The month-ahead natural gas contract price is used instead of the spot price to better illustrate current price changes.
TETRA Technologies is headquartered in The Woodlands, Texas and has 1800 employees.
Its largest oilfield service competitors are also companies that may hire TETRA Technologies as a subcontractor: Baker Hughes (BKR), Halliburton (HAL), and Schlumberger (SLB). The company has many other competitors in the water segment of oilfield services, including Aris Water Solutions (ARIS), as well as partnerships and private companies like Waterbridge, Gravity, Pilot Water Solutions, and Goodnight Midstream. Competitors may also include more generalist midstream companies.
TETRA Technologies is expanding into low carbon energy markets by commercializing an ultra-pure zinc bromide for stationary batteries and energy storage, and by advancing its carbon dioxide capture technology, among other projects.
At September 26, 2021, Institutional Shareholder Services ranked TETRA Technologies' overall governance as a 3, with sub-scores of audit (2), board (3), shareholder rights (5), and compensation (2). In this ranking a 1 indicates lower governance risk and a 10 indicates higher governance risk.
Shorts were 2.3% of float at November 15, 2021.
Insiders own 9.9% of the shares.
The company's beta is a very high 3.1, considerably more volatile than the overall market.
With a December 9, 2021 closing stock price of $2.57/share, market capitalization is on the small side compared to many oilfield companies at $326 million.
The average of analysts' 2021 and 2022 earnings per share estimates are -$0.04 and $0.14, respectively, which gives the company a forward P/E ratio of 18.4.
At September 30, 2021, TETRA Tech had $311 million in liabilities, including $164.4 million of long-term debt. With $411 million in assets the liability-to-asset ratio is a very steep 76%.
Trailing twelve months' operating cash flow is $22.5 million; while trailing twelve months levered free cash flow is $51.0 million.
The 52-week price range is $0.72-$4.49 per share, so the December 9, 2021 closing price of $2.57/share is 57% of the one-year high. The one-year target price is $5.00/share; the closing price is 51% of that level.
Average daily volume traded is 1.3 million shares, just over 1% of the number of outstanding shares.

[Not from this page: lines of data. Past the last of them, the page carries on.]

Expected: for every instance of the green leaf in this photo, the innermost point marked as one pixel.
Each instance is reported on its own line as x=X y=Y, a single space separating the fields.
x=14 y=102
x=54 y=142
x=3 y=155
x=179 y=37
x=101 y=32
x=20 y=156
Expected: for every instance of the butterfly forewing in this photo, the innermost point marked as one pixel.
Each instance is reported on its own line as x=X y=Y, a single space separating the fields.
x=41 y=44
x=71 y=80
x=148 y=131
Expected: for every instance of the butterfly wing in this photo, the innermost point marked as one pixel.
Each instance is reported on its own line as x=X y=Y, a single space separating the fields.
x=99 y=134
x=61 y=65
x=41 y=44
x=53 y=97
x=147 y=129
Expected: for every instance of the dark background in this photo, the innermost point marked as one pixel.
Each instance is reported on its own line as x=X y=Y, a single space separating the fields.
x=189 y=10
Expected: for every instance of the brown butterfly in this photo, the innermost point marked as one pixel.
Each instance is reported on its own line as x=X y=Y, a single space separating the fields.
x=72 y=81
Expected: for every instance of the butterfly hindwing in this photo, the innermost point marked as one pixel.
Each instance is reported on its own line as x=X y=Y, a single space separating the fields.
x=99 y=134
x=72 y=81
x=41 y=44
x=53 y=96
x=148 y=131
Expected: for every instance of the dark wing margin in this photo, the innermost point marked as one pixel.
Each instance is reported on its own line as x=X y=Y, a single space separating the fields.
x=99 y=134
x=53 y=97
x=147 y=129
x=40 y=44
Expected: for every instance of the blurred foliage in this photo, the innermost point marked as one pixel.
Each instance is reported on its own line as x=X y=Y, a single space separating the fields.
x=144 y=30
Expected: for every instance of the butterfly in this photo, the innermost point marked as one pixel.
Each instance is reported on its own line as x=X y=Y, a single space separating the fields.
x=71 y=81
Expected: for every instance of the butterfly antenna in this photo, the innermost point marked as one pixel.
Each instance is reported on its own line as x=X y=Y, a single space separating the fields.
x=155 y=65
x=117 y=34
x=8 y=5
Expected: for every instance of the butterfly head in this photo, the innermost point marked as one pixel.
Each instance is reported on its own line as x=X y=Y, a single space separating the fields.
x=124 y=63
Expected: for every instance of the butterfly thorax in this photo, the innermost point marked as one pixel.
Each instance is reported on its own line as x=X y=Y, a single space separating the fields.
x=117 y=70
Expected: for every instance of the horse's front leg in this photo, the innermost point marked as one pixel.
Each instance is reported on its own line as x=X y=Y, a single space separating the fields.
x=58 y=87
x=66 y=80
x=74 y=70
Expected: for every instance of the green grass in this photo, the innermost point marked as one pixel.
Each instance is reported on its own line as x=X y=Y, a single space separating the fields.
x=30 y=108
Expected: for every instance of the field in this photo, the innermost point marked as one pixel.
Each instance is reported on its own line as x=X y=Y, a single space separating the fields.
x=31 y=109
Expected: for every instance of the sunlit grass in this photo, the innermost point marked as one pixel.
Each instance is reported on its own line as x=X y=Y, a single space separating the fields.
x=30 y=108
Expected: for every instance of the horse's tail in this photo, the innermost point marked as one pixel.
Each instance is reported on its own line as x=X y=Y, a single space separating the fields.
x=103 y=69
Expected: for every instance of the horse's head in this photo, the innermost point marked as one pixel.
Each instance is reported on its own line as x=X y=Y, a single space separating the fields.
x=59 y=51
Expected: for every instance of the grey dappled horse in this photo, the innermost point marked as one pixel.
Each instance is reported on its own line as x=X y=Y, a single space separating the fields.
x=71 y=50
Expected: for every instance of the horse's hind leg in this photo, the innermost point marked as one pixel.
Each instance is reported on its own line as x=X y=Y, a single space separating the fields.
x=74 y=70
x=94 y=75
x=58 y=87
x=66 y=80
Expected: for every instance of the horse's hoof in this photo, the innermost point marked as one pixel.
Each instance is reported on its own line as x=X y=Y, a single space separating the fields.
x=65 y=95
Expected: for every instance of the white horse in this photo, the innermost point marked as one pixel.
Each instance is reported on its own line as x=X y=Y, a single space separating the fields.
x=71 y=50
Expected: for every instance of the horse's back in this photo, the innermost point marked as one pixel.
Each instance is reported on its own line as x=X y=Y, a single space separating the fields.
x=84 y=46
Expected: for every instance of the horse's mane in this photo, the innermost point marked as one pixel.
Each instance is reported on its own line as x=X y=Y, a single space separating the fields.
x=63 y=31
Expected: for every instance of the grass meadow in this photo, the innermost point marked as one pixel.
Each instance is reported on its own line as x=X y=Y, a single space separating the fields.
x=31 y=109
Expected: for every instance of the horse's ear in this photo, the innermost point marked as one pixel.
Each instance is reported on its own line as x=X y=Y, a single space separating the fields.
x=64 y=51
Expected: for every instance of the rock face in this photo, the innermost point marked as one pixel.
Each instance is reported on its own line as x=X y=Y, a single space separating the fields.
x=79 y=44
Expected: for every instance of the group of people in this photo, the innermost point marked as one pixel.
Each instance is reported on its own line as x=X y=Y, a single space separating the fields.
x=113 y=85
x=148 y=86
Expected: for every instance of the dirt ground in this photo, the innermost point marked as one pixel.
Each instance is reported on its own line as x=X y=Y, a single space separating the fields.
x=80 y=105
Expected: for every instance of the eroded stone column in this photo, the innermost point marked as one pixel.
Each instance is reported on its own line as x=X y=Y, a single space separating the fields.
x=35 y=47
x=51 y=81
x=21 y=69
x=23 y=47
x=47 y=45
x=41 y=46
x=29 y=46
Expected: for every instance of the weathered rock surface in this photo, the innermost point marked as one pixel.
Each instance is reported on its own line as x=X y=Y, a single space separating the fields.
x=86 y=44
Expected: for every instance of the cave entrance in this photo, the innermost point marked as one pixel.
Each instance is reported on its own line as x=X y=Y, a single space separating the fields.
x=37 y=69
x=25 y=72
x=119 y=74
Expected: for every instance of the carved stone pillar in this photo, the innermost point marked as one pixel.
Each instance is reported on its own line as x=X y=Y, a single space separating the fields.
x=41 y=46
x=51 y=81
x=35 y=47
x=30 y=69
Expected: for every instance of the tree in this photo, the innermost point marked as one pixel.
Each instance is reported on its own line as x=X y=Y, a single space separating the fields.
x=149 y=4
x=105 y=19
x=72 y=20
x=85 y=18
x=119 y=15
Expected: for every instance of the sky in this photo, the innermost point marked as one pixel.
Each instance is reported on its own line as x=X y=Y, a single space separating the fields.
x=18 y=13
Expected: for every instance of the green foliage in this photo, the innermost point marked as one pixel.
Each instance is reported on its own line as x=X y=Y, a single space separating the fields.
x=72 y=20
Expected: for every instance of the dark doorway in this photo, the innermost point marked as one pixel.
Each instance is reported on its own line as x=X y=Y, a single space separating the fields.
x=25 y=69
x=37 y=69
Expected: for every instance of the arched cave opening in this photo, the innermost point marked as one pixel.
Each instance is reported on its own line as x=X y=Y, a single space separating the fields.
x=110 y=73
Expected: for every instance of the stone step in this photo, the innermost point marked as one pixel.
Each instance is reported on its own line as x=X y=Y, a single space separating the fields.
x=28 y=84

The ratio of enterprise value to EBITDA is 30.2, so far from bargain territory of 10.0 or less in this ratio.
TETRA Technologies does not pay a dividend.
The company's mean analyst rating is a 2.1 or "buy" from fourteen analysts.

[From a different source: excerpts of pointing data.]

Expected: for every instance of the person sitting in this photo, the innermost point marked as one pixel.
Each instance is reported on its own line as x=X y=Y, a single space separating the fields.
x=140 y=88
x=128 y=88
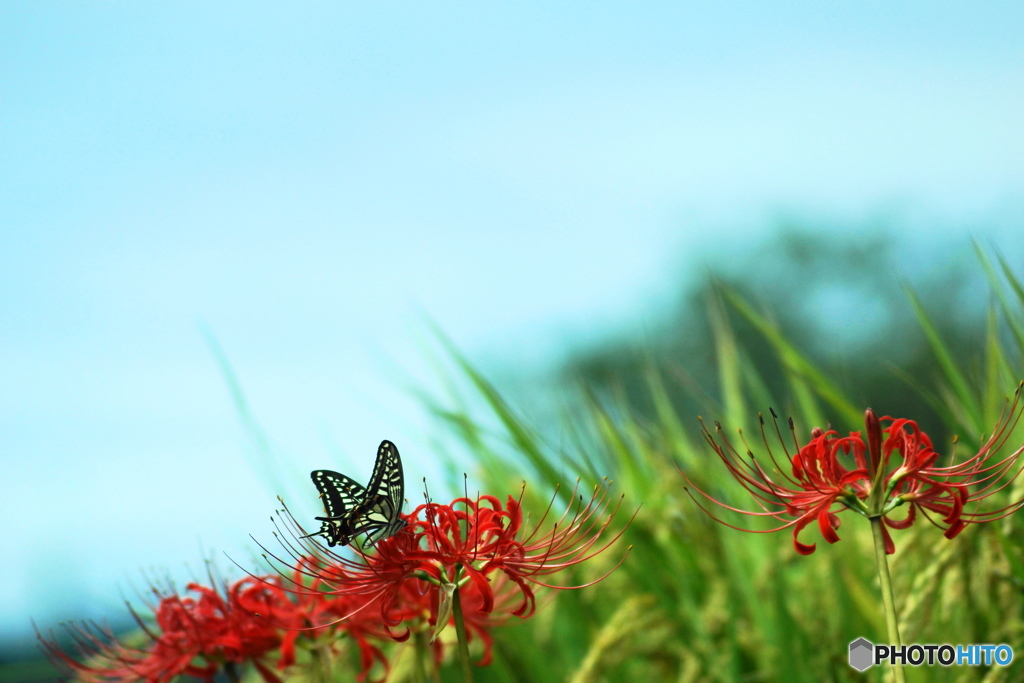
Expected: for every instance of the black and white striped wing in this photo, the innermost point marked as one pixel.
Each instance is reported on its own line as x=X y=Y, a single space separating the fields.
x=341 y=497
x=379 y=515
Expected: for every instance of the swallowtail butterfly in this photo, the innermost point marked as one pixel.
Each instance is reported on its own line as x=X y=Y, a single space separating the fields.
x=352 y=510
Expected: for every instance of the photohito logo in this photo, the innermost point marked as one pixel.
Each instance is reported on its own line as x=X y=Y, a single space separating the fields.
x=863 y=654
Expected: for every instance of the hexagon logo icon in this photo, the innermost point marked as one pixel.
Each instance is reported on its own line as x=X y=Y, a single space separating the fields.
x=861 y=653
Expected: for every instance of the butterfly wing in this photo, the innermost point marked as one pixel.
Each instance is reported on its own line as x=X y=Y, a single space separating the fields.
x=341 y=496
x=379 y=514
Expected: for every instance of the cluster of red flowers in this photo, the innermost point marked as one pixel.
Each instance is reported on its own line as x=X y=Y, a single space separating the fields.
x=479 y=548
x=896 y=467
x=476 y=551
x=192 y=635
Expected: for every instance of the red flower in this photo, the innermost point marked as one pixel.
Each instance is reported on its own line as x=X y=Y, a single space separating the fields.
x=193 y=636
x=901 y=468
x=479 y=546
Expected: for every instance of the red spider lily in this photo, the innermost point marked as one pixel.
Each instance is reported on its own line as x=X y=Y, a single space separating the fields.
x=344 y=614
x=192 y=636
x=479 y=546
x=900 y=469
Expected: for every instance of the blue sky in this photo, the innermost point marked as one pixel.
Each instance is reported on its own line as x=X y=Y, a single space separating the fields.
x=308 y=181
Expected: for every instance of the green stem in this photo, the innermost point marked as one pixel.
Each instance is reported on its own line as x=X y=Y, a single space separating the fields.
x=888 y=600
x=460 y=631
x=421 y=654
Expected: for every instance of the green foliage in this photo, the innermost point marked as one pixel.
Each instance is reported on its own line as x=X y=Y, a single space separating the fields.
x=696 y=600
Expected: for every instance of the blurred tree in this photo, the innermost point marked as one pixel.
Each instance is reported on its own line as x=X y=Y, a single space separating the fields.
x=841 y=299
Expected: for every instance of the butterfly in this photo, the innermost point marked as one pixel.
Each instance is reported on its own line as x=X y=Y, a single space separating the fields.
x=352 y=510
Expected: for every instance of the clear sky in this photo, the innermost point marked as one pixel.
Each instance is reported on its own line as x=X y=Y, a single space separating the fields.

The five largest institutional holders on September 29, 2021, are BlackRock at 6.3%, Fuller & Thaler Asset Management at 5.9%, Vanguard at 4.7%, T. Rowe Price at 4.1%, and State Street at 2.8%.
TETRA Technologies' major exposure is a second derivative of US and global oil price risk (the price risk itself, and then the level of oil and gas drilling), which is subject to continuing demand recovery and moderated supply by OPEC+. While public US companies have reined in drilling, private companies have expanded their efforts in the last several months.

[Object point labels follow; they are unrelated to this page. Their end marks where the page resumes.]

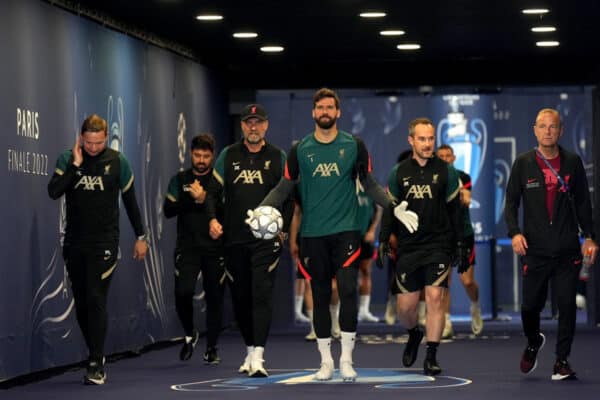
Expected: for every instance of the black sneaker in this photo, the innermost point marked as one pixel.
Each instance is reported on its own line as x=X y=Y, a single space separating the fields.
x=431 y=367
x=211 y=356
x=529 y=357
x=562 y=371
x=412 y=347
x=188 y=348
x=95 y=374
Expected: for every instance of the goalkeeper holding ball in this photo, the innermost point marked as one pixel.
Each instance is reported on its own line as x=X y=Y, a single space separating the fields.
x=245 y=172
x=329 y=166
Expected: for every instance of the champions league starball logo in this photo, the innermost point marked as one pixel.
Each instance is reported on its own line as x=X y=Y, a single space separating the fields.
x=467 y=138
x=116 y=127
x=181 y=144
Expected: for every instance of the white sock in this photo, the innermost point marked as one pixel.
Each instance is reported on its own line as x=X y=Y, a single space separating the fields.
x=348 y=339
x=364 y=303
x=334 y=310
x=324 y=346
x=258 y=352
x=298 y=300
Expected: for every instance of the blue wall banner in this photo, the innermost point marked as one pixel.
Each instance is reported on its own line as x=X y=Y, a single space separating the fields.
x=56 y=69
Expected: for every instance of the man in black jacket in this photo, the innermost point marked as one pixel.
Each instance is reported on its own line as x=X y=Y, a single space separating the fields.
x=557 y=210
x=195 y=250
x=91 y=176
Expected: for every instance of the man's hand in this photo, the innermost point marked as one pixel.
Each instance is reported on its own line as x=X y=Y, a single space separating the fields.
x=250 y=214
x=215 y=229
x=410 y=219
x=77 y=153
x=197 y=192
x=519 y=244
x=463 y=257
x=140 y=249
x=592 y=247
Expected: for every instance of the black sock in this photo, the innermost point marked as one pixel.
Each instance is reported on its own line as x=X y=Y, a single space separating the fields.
x=432 y=349
x=414 y=331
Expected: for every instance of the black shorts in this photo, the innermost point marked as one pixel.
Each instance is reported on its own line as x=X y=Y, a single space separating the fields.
x=367 y=250
x=322 y=256
x=300 y=270
x=470 y=241
x=425 y=275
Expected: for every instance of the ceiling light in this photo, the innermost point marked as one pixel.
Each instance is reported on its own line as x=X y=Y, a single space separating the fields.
x=408 y=46
x=543 y=29
x=271 y=49
x=245 y=35
x=209 y=17
x=391 y=33
x=547 y=43
x=373 y=14
x=535 y=11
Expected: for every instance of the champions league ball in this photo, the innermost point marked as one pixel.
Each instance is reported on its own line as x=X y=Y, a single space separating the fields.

To the extent Permian seismic risks worsen, TETRA Technologies processes—which don't involve saltwater disposal wells—may be of increasing interest to customers.
I do not recommend TETRA Technologies to investors looking for large trade volumes, big market caps, dividend-payers, low-beta, or rapid-growth companies.
While the company does not appear to have the capability to scale up quickly, with its active international business it is geographically diversified, a benefit. In particular, the company has growth from its new Brazilian contracts.
Financially, TETRA technologies has a forward price-earnings ratio of 18 but a high ratio of liabilities to assets (76%).
TETRA Technologies' stock price and market capitalization are both relatively small. The company may interest risk-seeking investors looking for innovative publicly traded water service companies at the intersection of the oilfield services and ESG sectors. These interested in a speculative investment may appreciate the company's oilfield water and fluids focus—particularly since it offers alternatives to deep saltwater well disposal—in addition to its chemical research and new products.